A federal district court in Washington has denied two insureds’ motions to abstain or stay a declaratory judgment action brought by their insurer, finding that concurrent adjudication would not require duplicative factual or legal determinations nor prejudice the insureds’ underlying defense.  Evanston Ins. Co. v. Workland & Witherspoon, PLLC, 2014 WL 4715879 (E.D. Wash.
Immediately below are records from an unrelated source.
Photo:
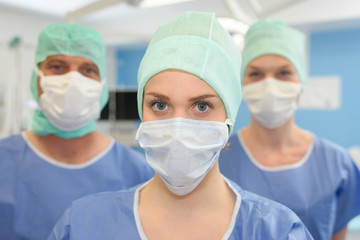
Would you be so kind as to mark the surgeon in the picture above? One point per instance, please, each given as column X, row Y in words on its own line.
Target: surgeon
column 188, row 97
column 62, row 158
column 275, row 158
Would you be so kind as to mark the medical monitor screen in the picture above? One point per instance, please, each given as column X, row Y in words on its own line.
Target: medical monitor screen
column 122, row 105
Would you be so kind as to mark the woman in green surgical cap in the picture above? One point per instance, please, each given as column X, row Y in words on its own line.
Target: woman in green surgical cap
column 275, row 158
column 62, row 158
column 188, row 97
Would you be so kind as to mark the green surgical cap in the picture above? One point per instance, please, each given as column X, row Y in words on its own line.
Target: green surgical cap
column 274, row 37
column 71, row 40
column 195, row 43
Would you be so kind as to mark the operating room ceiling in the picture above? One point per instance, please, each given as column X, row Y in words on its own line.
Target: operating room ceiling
column 138, row 19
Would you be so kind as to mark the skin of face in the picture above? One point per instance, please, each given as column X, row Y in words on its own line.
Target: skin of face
column 178, row 94
column 270, row 66
column 63, row 64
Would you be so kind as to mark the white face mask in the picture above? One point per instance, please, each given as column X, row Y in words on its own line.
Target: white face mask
column 69, row 101
column 272, row 102
column 182, row 151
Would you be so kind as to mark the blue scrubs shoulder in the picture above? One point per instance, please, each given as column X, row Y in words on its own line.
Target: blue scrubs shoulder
column 114, row 215
column 36, row 190
column 323, row 189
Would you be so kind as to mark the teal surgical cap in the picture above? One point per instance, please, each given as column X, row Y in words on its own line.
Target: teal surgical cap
column 274, row 37
column 70, row 40
column 195, row 43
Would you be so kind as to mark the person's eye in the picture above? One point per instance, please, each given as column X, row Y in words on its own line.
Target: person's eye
column 202, row 107
column 90, row 71
column 255, row 75
column 57, row 67
column 159, row 106
column 284, row 73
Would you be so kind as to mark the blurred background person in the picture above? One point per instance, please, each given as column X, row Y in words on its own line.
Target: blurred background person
column 275, row 158
column 62, row 158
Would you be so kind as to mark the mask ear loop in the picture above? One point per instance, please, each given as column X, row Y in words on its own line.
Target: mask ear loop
column 229, row 122
column 38, row 72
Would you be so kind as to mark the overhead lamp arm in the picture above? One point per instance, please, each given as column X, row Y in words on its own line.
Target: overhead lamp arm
column 96, row 6
column 261, row 12
column 237, row 11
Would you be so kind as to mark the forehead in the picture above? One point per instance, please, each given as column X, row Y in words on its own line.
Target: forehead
column 179, row 82
column 68, row 59
column 270, row 61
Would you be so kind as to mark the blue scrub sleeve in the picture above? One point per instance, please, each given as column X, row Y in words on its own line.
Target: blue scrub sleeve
column 299, row 231
column 61, row 231
column 348, row 195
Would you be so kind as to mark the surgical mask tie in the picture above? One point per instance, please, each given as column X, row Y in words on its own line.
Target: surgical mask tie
column 272, row 102
column 69, row 101
column 182, row 151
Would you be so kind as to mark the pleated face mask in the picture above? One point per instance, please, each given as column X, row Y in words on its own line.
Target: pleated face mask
column 70, row 101
column 272, row 102
column 182, row 151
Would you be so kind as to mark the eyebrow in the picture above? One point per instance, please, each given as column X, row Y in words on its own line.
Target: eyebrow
column 194, row 99
column 283, row 66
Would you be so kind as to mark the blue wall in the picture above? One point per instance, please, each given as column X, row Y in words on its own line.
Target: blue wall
column 331, row 53
column 127, row 64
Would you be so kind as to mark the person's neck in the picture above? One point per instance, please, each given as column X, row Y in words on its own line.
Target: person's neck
column 286, row 134
column 213, row 190
column 70, row 151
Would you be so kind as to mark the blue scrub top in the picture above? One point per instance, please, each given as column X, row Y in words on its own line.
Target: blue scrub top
column 36, row 190
column 323, row 188
column 114, row 215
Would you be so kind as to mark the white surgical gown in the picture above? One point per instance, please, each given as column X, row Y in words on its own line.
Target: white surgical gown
column 114, row 215
column 35, row 190
column 323, row 189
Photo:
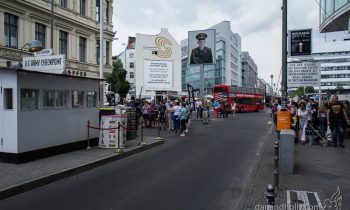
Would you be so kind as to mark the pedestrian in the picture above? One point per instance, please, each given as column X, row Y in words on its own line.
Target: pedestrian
column 304, row 117
column 177, row 109
column 182, row 117
column 233, row 107
column 161, row 114
column 335, row 119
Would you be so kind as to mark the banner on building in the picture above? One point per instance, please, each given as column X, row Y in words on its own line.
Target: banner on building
column 304, row 74
column 158, row 75
column 49, row 64
column 201, row 47
column 190, row 96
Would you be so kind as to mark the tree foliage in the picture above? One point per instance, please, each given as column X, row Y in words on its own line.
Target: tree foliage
column 118, row 81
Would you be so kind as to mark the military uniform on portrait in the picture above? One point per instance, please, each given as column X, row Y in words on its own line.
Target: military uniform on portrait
column 201, row 54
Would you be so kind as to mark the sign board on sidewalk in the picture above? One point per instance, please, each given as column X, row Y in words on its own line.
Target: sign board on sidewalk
column 304, row 74
column 109, row 135
column 43, row 52
column 48, row 64
column 299, row 42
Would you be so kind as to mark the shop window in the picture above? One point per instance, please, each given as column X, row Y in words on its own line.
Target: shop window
column 29, row 99
column 91, row 99
column 77, row 99
column 8, row 98
column 49, row 99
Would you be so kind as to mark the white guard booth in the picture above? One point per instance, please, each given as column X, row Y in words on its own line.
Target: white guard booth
column 43, row 114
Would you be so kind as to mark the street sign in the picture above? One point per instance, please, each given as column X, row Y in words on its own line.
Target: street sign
column 303, row 74
column 43, row 52
column 299, row 42
column 48, row 64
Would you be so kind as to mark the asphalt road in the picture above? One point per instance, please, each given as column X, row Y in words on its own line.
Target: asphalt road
column 211, row 169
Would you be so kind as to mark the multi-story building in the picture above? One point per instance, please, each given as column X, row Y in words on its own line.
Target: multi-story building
column 128, row 59
column 227, row 69
column 249, row 71
column 335, row 64
column 73, row 31
column 334, row 15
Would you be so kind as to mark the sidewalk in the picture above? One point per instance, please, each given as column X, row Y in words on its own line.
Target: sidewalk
column 19, row 178
column 317, row 169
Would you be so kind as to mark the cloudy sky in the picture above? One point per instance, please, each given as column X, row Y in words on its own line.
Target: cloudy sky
column 258, row 22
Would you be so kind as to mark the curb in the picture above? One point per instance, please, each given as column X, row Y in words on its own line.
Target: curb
column 45, row 180
column 250, row 183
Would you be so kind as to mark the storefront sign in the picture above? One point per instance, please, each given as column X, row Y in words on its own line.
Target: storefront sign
column 48, row 64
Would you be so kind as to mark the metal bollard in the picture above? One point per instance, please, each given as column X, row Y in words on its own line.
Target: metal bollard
column 88, row 140
column 276, row 170
column 142, row 143
column 270, row 195
column 158, row 131
column 119, row 150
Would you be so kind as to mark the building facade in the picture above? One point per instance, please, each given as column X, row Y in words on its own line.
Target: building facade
column 75, row 32
column 227, row 69
column 127, row 57
column 335, row 64
column 249, row 71
column 334, row 15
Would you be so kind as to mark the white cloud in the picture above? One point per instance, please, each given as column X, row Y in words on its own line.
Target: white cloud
column 258, row 23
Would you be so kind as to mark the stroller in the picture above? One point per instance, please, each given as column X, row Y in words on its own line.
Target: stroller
column 317, row 136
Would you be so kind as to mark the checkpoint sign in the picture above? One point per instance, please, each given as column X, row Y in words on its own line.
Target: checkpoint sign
column 300, row 42
column 304, row 74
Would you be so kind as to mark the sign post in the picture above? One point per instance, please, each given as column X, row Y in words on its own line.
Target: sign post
column 304, row 74
column 300, row 42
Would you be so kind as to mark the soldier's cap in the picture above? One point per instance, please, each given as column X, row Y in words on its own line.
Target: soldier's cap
column 201, row 36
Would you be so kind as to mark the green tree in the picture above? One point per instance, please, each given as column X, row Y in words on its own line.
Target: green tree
column 118, row 81
column 309, row 90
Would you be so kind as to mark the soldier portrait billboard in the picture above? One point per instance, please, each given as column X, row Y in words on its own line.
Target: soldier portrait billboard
column 201, row 47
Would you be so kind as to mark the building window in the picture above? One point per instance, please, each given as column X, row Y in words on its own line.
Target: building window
column 63, row 43
column 29, row 99
column 98, row 51
column 60, row 99
column 63, row 3
column 107, row 11
column 40, row 33
column 77, row 99
column 107, row 53
column 49, row 99
column 98, row 10
column 8, row 98
column 91, row 99
column 82, row 7
column 82, row 49
column 11, row 30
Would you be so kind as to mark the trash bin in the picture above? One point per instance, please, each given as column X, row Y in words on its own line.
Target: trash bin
column 283, row 119
column 105, row 111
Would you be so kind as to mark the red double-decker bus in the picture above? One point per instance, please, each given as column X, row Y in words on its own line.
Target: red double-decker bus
column 247, row 99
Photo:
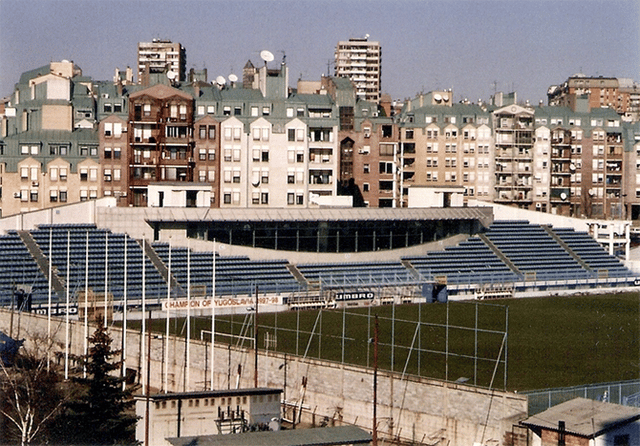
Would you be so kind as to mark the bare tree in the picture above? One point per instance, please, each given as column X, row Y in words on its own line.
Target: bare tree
column 31, row 394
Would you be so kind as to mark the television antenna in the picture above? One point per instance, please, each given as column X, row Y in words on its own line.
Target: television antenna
column 267, row 56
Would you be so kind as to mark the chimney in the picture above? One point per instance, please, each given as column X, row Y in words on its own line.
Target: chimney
column 561, row 433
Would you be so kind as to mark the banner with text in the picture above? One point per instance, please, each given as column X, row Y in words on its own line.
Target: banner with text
column 201, row 304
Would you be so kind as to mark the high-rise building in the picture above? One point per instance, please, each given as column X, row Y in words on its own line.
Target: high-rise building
column 361, row 61
column 161, row 56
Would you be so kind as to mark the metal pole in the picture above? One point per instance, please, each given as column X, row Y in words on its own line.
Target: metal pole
column 393, row 333
column 124, row 314
column 188, row 340
column 86, row 292
column 66, row 339
column 446, row 362
column 144, row 320
column 374, row 435
column 343, row 329
column 213, row 312
column 255, row 343
column 49, row 300
column 419, row 335
column 166, row 335
column 106, row 274
column 506, row 338
column 475, row 355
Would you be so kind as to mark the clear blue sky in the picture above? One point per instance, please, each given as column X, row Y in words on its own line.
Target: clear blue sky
column 466, row 45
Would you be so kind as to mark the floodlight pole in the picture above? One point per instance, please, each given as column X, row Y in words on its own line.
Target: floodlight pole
column 255, row 343
column 49, row 300
column 374, row 434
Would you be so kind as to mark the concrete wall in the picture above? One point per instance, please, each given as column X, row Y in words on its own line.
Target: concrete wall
column 411, row 408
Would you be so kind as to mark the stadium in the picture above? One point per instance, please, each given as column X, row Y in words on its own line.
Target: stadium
column 319, row 258
column 93, row 259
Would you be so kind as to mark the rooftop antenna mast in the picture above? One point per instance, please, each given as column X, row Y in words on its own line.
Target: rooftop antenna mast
column 267, row 56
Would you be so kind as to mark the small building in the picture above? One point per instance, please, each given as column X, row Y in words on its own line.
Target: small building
column 323, row 436
column 216, row 412
column 436, row 197
column 585, row 422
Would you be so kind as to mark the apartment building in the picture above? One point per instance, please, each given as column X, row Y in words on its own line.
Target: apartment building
column 161, row 146
column 66, row 138
column 161, row 56
column 360, row 60
column 621, row 95
column 444, row 144
column 48, row 144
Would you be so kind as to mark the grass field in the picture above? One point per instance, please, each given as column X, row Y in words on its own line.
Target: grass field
column 551, row 342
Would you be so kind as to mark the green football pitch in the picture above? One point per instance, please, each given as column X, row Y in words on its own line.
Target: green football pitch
column 550, row 342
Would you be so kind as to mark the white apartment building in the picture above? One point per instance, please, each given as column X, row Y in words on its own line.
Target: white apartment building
column 158, row 55
column 361, row 61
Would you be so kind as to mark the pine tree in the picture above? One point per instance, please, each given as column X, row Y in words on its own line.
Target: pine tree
column 103, row 414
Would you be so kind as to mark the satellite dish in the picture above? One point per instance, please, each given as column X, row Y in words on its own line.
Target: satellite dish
column 266, row 55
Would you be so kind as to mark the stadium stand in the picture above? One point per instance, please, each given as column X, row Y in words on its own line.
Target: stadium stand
column 509, row 255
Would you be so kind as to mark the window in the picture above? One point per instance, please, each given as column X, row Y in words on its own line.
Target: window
column 386, row 149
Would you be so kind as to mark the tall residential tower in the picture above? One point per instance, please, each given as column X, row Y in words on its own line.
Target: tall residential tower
column 161, row 56
column 361, row 61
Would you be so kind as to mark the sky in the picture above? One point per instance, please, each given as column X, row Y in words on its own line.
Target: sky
column 474, row 47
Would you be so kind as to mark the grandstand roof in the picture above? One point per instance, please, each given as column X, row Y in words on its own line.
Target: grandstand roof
column 483, row 214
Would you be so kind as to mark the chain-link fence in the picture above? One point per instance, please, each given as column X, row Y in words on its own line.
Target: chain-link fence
column 626, row 393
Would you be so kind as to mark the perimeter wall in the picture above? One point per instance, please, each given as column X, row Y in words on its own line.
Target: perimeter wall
column 411, row 409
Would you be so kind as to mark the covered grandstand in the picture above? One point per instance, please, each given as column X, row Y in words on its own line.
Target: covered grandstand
column 507, row 259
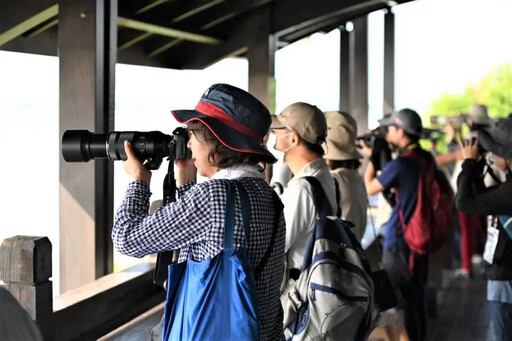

Sept. 22, 2014)

A lawyer and his firm sought coverage under a legal malpractice insurance policy for two state court actions that alleged their involvement in a fraudulent real estate purchasing scheme.  While providing a defense subject to a reservation of rights, the insurer brought a declaratory judgment action to determine coverage in federal court.  On the grounds that the federal court proceeding would require duplicative and potentially conflicting factual determinations that could prejudice their state court defense, the insureds filed motions to abstain or, in the alternative, stay the litigation pending resolution of the state court proceedings.  The insurer argued that adjudication should proceed on the application of the policy’s “Specific Incidents Exclusion.”

In exercising its discretion under the Declaratory Judgment Act, the court first rejected the insureds’ argument that allowing the coverage action to proceed would result in “needless determinations of state law,” finding that a presumption of abstention “only applies when parallel proceedings exist.”  The court also found that the insurer had not engaged in forum shopping because it was not a party to nor could it be joined in the state court actions.

The court next determined that abstention would not avoid duplicative litigation because it found that the insurer could state its coverage case based on the policy’s broad Specific Incidents Exclusion without presenting any duplicative evidence at issue in the state court actions.  Further, in finding no additional factors that justified abstention, the court noted that it would be “equally inconvenient” to force the insurers to defend state court claims that may not be covered under the policy.

Based on similar reasoning, the court also denied the insureds’ motion to stay.  Upon weighing the parties’ competing interests, the court anticipated no need to make factual or legal determinations in construing the Specific Incidents Exclusion that would affect the state proceedings.  Finally, the court noted that although a stay could nullify the need for the declaratory judgment action, such a “simplification of the issues would come at the expense of requiring [the insurer] to represent [the policyholders] in that action without any determination regarding its obligation to do so.”